Contrary to what most women think, mammograms are not always 100% successful at finding growths in breasts. Some women have different type of breast tissue which makes it difficult for the mammogram machine to detect. So the fact that microcalcification often occurs around these growths is actually immensely beneficial. If somehow, the machine doesn't pick up on the growth, it can pick up on the calcium deposits.

And like the article said, these deposits may start occurring very early on, before the tumor is significant, so it's also helpful for early diagnosis. We all know how important early diagnosis is in cancer.

ZipLine
Post 3

@ysmina-- You have a good point about not jumping to conclusions. I agree with that. But even if a growth is benign, it's still important to keep track of it. It is not unheard of for benign growths to become malignant later on.

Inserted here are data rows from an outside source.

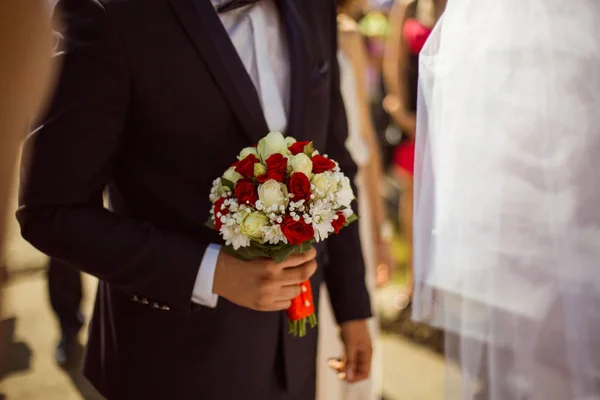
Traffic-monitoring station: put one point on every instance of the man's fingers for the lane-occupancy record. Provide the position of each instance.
(363, 364)
(297, 275)
(298, 259)
(350, 361)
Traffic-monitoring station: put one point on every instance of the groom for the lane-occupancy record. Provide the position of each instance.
(156, 99)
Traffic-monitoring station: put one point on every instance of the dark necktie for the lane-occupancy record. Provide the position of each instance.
(234, 5)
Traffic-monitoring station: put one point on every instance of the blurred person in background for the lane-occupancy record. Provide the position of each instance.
(26, 44)
(170, 319)
(411, 22)
(26, 73)
(363, 146)
(507, 216)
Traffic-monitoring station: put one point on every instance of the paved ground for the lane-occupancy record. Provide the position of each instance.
(410, 372)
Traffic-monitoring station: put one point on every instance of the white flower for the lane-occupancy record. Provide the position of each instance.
(271, 144)
(233, 237)
(252, 224)
(232, 175)
(345, 195)
(218, 190)
(246, 152)
(290, 141)
(273, 195)
(259, 169)
(273, 235)
(322, 215)
(324, 183)
(301, 163)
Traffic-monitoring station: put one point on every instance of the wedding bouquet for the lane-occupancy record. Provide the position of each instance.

I have a benign breast growth as well. It too was discovered after microcalcifications showed up on my mammogram. My doctor suggested that I don't have it removed since it's harmless right now and removing it would cause my breast to lose shape. She also said that a new one may form later. But I still have to go for a mammogram every six months to keep track of it. If it's growing or changing, then it will have to be removed.

ysmina
Post 2

My sister had microcalcifications. Her doctor worried about cancer and asked for a biopsy of the growth. We were shocked and scared at the same time. Thankfully, the growth turned out to be benign. It's good that the growth was found but we were unnecessarily alarmed by the microcalcifications. So my advice to women who experience the same is to stay calm and not jump to conclusions until further tests are done.